When Will AI Exceed Human Performance? Evidence from AI Experts

  • To adapt public policy, we need to better anticipate the coming of AI.
  • Paper reports the results from a large survey of ML researchers on their beliefs about progress in AI.
  • Results show that researchers believe there’s a 50% chance of AI outperforming humans in all tasks in 45 years.
  • AI will have massive social consequences.
  • Objective measures of future AI advances
    • Trends in computing hardware
    • Task performance
    • Automation of labor
  • Survey population consists of 352 researchers who published at the 2015 NIPS and ICML conferences.
  • High-level machine intelligence (HLMI): when unaided machines can accomplish every task better and more cheaply than human workers.
  • Interestingly, Asian respondents expect HLMI in 30 years, whereas North Americans expect it in 74 years.

Figure 1

  • However, a similar question that asked when all occupations would be fully automatable had a 50% chance in 122 years from now and a 10% chance in 20 years.
  • Key findings
    • Researchers believe the field of ML has accelerated in recent years.
    • Explosive progress in AI after HLMI is seen as possible but improbable.
    • HLMI is seen as likely to have positive outcomes but catastrophic risks are possible.
    • Society should prioritize research aimed at minimizing the potential risks of AI.
  • There are big differences between respondents in when they predict HLMI.
  • Citation count and seniority weren’t predictive of HLMI timelines.
  • Asians expect HLMI 44 years before North Americans.

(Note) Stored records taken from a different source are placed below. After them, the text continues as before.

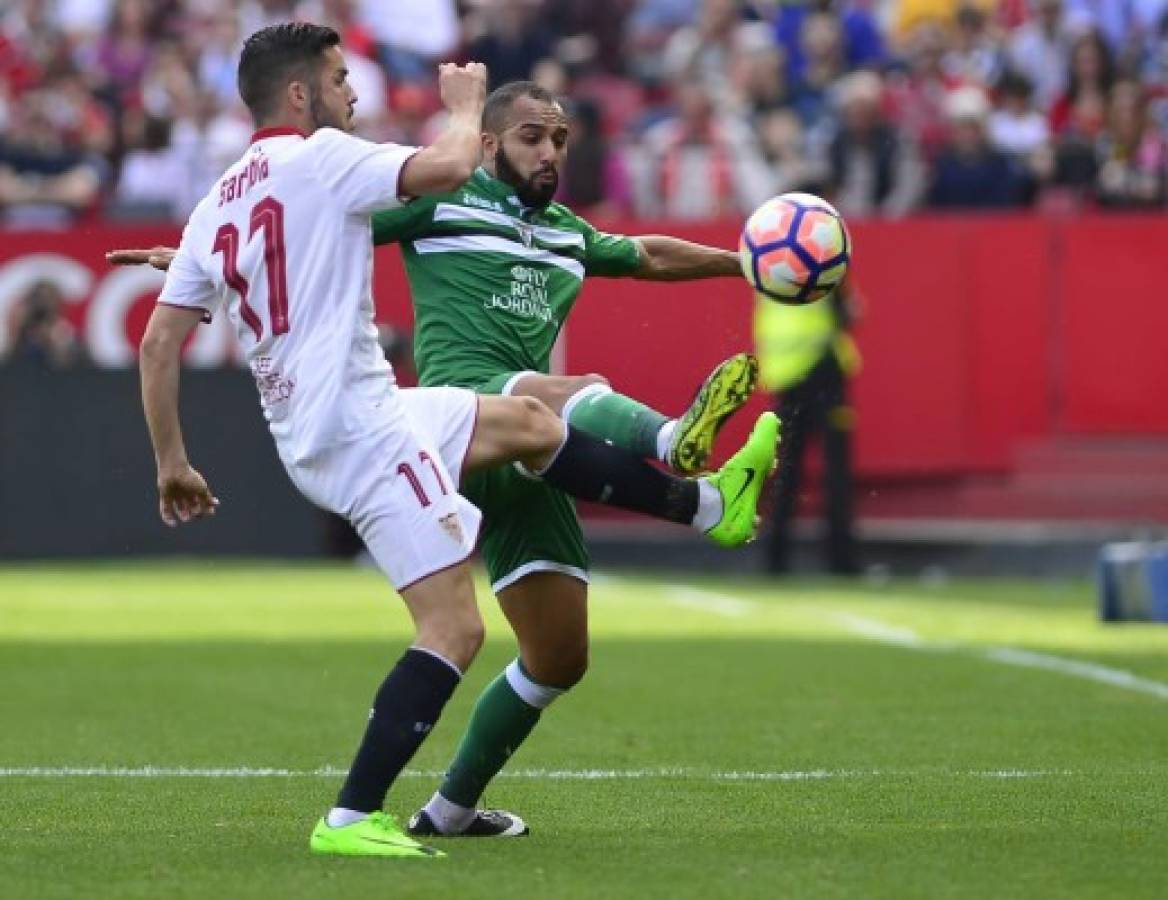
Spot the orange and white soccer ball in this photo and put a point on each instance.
(794, 249)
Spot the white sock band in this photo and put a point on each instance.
(709, 507)
(582, 395)
(665, 438)
(532, 693)
(340, 817)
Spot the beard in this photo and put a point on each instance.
(530, 193)
(321, 116)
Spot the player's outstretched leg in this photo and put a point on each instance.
(404, 711)
(725, 391)
(683, 444)
(741, 480)
(721, 506)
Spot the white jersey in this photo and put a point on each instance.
(283, 239)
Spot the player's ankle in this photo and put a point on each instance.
(709, 506)
(447, 816)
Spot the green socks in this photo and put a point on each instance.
(616, 418)
(502, 717)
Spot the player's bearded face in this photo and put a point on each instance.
(329, 112)
(331, 98)
(530, 152)
(535, 190)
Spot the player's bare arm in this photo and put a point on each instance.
(158, 256)
(182, 493)
(452, 158)
(672, 259)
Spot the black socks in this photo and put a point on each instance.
(404, 711)
(598, 472)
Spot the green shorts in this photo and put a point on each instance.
(527, 527)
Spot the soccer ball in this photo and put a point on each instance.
(794, 249)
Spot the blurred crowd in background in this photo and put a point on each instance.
(127, 110)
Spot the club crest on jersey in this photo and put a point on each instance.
(451, 525)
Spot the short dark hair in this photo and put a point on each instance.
(500, 99)
(277, 55)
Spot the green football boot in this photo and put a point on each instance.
(376, 836)
(741, 481)
(721, 396)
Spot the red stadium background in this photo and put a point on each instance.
(984, 337)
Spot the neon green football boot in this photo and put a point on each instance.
(721, 396)
(741, 481)
(376, 836)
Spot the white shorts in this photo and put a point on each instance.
(398, 486)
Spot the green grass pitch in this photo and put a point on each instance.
(738, 739)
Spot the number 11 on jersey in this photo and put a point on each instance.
(266, 215)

Towards Biologically Plausible Deep Learning

  • Neuroscience has long criticized that DL is incompatible with current knowledge of neurobiology.
  • Paper explores more biologically plausible versions of DL, focusing mostly on unsupervised learning.
  • The starting point is the basic learning rule believed to govern synaptic weight updates: spike-timing dependent plasticity (STDP).
  • This corresponds to a form of the variational EM algorithm.
  • The main problem is to have algorithms that account for credit assignment through a long chain of neural connections.
  • Backpropagation is one solution, but it isn’t biologically plausible.
  • Boltzmann machines are probably the most biologically plausible learning algorithms for deep architectures that we currently know.
  • STDP as stochastic gradient descent.
  • Skimmed the rest of the paper due to heavy math and lack of interest.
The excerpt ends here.